Nada diz Almagro sobre a inconstitucionalidade de uma Assembleia Nacional, que por ter maioria opositora decide que o governo de Maduro deve acabar. No mesmo dia de seu juramento como presidente da AN, Henry Ramos Allup advertiu que antes de terminar este ano de 2016, Maduro já devia estar fora do governo.
Mas quando o governo de Maduro toma decisões de Estado em defesa das instituições e da Constituição ou para proteger a população como corresponde ante as permanentes ações golpistas e violentas, Almagro a qualifica de administração ditatorial.
O que aconteceria nos Estados Unidos se a oposição fosse maioria no Congresso e decidisse que por esta razão o presidente desse país deveria sair? O que faria o governo se um grupo saísse às ruas para realizar atos violentos, queima de edifícios, provocando mortes, anunciando que não vão parar até derrubar o presidente? Disso se trata, senhor Almagro.
A FALÁCIA HUMANITÁRIA
No caso do suposto ‘preso político’ emblemático da oposição venezuelana, Leopoldo López, é uma história do mundo ao revés. Almagro deveria se lembrar que López encabeçou o plano golpista ‘A Saída’ no início de 2014, o que confessou abertamente ante os meios televisivos e escritos, quando advertiu que iam tomar as ruas com ‘os estudantes’ e que só as abandonariam quando tivessem ‘derrubado’ o governo de Maduro.

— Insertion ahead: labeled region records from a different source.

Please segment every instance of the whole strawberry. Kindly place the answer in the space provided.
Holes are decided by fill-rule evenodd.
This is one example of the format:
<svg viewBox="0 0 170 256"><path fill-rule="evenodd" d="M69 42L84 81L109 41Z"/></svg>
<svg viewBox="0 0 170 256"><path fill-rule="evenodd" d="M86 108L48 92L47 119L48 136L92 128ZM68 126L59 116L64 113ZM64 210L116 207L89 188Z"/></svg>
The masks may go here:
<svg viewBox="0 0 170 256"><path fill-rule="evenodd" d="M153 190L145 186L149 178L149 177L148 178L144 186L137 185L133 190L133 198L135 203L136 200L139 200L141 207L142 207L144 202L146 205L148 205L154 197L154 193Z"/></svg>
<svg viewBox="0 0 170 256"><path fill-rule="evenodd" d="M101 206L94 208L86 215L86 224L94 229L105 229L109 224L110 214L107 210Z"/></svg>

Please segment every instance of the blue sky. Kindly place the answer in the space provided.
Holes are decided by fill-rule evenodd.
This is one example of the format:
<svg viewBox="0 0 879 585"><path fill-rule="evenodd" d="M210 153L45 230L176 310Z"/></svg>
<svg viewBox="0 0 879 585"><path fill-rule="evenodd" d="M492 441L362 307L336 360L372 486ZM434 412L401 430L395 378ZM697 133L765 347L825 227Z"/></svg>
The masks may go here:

Depois disso vieram as ações violentas, a queima de edifícios públicos, os franco-atiradores – que como foi comprovado – eram paramilitares colombianos em sua maioria ou recebiam ordens dos recôncavos paramilitares em território colombiano. A ação golpista deixou 43 mortos, centenas de feridos e milionários danos.
López, ‘o democrático’, participou no golpe de abril de 2002 contra o presidente Hugo Chávez Frias. Neste caso foi reconhecido entre os autores da detenção violenta (na realidade sequestro) do então ministro do Interior e Justiça venezuelano Ramón Rodríguez Chacín.

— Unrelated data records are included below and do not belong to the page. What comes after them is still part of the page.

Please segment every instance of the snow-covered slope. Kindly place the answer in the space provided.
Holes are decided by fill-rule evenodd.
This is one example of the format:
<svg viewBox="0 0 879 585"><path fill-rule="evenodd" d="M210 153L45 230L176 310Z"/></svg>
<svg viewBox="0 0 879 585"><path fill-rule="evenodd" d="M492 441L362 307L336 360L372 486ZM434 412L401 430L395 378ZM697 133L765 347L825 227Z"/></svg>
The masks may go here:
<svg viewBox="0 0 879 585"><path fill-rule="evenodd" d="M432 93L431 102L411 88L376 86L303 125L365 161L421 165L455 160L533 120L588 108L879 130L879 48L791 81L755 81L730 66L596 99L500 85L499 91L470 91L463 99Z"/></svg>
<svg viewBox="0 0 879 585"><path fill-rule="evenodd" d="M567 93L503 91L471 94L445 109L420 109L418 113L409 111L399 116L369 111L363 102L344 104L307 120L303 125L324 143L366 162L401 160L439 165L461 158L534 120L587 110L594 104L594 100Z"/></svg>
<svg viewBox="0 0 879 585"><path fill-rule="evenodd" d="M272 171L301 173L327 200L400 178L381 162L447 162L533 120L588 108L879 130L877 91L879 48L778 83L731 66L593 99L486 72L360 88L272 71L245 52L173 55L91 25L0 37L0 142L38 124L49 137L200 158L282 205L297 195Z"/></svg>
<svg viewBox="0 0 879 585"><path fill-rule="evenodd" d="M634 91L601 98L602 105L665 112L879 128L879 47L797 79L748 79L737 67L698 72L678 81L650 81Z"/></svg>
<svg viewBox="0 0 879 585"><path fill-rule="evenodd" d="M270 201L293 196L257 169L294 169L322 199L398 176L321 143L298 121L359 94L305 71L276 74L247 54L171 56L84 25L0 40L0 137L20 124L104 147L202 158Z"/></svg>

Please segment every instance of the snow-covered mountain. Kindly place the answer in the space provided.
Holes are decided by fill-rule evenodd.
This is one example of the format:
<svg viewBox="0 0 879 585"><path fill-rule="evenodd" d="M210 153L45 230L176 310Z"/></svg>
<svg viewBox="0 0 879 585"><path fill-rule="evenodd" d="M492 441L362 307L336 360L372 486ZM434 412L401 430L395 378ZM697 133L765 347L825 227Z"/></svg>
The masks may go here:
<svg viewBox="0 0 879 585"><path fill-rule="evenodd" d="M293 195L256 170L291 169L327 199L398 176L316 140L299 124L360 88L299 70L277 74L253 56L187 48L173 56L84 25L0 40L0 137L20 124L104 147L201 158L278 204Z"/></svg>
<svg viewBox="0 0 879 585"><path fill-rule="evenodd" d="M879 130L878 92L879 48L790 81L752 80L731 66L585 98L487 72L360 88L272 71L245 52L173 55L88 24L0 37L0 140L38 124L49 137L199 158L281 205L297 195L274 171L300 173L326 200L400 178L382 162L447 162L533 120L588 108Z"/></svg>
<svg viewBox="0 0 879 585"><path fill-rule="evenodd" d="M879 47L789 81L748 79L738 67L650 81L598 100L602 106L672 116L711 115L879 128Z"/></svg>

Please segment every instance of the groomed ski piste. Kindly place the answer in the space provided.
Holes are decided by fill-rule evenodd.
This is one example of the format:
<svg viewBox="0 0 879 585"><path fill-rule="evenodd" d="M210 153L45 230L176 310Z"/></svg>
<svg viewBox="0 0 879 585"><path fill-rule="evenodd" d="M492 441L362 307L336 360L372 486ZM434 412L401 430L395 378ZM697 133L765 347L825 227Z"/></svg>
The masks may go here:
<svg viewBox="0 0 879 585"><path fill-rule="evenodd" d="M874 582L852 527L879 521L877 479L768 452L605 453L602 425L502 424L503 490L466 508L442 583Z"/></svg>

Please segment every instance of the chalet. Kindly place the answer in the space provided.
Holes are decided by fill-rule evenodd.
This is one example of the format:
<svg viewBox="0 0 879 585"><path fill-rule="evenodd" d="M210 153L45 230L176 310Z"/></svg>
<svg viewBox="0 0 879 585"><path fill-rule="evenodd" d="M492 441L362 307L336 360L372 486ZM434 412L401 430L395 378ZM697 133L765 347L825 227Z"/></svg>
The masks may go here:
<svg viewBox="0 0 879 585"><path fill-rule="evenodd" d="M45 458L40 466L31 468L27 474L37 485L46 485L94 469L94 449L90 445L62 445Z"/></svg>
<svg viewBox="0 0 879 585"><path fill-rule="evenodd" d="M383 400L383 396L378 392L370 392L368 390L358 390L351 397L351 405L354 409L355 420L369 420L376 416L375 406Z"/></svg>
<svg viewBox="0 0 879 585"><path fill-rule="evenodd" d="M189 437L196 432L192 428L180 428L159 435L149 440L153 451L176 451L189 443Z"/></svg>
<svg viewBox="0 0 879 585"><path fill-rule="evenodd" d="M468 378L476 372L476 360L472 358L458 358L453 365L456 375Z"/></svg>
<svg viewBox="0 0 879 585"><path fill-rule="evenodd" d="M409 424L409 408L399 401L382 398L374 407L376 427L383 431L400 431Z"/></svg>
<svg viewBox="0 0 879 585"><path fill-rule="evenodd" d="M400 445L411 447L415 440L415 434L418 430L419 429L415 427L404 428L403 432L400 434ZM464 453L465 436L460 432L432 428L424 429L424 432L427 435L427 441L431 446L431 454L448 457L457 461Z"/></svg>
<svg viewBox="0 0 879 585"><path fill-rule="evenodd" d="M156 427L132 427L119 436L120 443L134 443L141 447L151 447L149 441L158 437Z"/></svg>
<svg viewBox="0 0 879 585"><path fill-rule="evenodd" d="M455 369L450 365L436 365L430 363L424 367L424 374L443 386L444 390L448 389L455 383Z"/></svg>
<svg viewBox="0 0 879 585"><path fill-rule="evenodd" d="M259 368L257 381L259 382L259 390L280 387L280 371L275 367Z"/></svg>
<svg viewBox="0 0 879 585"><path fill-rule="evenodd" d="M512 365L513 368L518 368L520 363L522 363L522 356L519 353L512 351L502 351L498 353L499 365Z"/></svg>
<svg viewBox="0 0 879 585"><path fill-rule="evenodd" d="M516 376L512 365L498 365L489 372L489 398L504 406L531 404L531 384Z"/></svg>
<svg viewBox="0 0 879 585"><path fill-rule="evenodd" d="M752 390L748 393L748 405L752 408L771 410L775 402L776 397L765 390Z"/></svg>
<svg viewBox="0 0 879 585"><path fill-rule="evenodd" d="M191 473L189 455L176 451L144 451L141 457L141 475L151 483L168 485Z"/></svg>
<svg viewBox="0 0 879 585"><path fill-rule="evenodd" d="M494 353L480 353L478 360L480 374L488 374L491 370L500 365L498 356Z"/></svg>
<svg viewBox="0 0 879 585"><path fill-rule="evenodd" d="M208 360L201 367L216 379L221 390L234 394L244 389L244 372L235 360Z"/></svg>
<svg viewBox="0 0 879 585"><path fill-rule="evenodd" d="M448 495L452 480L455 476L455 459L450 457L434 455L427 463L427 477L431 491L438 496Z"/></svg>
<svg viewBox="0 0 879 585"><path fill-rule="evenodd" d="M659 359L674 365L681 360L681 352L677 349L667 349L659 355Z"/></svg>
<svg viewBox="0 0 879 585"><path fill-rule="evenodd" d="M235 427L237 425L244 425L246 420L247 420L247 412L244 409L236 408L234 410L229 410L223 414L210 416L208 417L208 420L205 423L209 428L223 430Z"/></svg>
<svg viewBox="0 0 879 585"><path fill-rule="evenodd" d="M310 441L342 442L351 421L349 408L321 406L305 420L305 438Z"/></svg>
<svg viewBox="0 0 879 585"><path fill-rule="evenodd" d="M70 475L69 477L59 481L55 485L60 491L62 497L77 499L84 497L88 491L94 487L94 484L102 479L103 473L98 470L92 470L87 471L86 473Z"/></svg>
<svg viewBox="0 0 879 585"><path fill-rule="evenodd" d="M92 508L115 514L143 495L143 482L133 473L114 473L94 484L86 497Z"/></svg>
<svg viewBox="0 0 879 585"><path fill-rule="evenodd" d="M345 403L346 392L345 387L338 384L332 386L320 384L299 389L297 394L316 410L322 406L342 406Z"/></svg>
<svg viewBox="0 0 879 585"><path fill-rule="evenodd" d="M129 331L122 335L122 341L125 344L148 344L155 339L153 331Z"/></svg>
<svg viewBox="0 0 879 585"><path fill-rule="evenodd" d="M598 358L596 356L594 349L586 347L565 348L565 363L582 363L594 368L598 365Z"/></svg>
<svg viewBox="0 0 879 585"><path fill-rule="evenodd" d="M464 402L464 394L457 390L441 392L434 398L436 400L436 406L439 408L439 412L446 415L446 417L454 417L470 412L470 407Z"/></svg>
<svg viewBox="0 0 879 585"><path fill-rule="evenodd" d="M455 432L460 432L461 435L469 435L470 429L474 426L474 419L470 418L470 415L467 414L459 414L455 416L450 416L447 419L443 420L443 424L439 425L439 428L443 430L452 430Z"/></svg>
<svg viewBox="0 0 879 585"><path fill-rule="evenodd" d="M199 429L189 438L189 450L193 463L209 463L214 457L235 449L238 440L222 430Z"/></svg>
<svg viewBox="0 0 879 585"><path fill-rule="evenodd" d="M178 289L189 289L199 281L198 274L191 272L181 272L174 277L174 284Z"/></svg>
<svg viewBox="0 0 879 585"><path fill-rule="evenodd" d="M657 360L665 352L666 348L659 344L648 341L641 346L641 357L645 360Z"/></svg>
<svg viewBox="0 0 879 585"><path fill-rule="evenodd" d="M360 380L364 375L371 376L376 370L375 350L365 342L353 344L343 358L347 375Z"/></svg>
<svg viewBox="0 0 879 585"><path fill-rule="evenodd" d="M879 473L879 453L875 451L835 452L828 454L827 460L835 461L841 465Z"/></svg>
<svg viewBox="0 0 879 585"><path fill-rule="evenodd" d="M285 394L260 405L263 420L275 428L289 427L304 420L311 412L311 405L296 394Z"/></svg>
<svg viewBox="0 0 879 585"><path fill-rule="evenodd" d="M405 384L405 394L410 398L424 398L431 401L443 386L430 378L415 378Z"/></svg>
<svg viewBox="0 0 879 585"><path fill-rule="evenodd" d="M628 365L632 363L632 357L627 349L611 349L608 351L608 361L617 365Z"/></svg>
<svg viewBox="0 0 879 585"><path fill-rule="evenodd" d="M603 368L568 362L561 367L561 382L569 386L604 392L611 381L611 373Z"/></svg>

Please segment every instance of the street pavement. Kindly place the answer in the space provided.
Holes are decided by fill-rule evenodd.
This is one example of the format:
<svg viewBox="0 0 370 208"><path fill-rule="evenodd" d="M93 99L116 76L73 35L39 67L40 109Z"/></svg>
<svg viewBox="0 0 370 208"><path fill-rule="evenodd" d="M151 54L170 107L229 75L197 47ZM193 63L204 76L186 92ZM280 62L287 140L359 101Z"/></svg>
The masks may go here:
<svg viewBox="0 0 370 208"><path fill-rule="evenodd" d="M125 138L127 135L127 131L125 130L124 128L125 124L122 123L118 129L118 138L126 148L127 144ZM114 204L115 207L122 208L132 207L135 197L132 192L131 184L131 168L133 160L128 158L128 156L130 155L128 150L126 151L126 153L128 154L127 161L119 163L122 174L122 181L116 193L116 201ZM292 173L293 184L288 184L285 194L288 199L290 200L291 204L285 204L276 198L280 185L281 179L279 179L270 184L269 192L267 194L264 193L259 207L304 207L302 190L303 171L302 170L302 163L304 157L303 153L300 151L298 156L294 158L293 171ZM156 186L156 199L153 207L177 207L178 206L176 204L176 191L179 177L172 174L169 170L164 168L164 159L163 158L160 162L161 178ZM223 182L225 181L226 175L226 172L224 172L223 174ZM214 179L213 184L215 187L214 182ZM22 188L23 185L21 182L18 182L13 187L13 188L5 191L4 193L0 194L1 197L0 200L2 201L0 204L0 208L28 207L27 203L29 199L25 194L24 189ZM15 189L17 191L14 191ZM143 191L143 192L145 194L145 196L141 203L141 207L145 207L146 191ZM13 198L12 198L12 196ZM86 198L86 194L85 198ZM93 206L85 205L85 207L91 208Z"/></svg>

Isso entre outras ações, como a liderada pelo ex-candidato presidencial opositor Henrique Capriles, que foi fotografado saltando uma barreira com uma pistola na mão quando atacaram a embaixada de Cuba e a cercaram impedindo que chegasse comida, cortando o fornecimento de água e eletricidade.
É a mesma metodologia contrainsurgente com novas tecnologias e um infinitamente maior poder midiático e militar que o governo dos Estados Unidos decidiu aplicar contra vários países da América Latina pelo ‘crime’ de tentar um projeto libertador independente e justo, deixando para trás a triste história de ser este continente o quintal da potência imperial, o que continua neste século XXI.
A oposição, ou seja, os Estados Unidos, não quer um diálogo. Quer derrubar o governo bolivariano. Os constantes chamados ao diálogo do presidente Maduro se chocam contra o muro conformado pela OEA – em função de cumprir seus compromissos com Washington -, pela oposição e pelas direitas regionais e internacionais. Estas apostam não só pelo desaparecimento do governo de Maduro, mas pela demolição de tudo o que possa ficar em pé.
Precisam colocar no poder o seu vice-rei da colônia para ‘cumprir o script’ traçado por Washington que, sem dúvida alguma, irá contra o povo venezuelano, como é a história da dependência, agravada pelo projeto recolonizador para se assegurar recursos e territórios.
‘Bons Rapazes’ estes ‘democratas’ venezuelanos que Almagro ampara e vários ex-presidentes, que dizem apoiar o diálogo, porém se adverte que ao final só estão dispostos à capitulação do governo que mais fez pelo povo, pela soberania e dignidade na história venezuelana. E latino-americana.
*Prestigiada intelectual e jornalista argentina, colaboradora da Prensa Latina.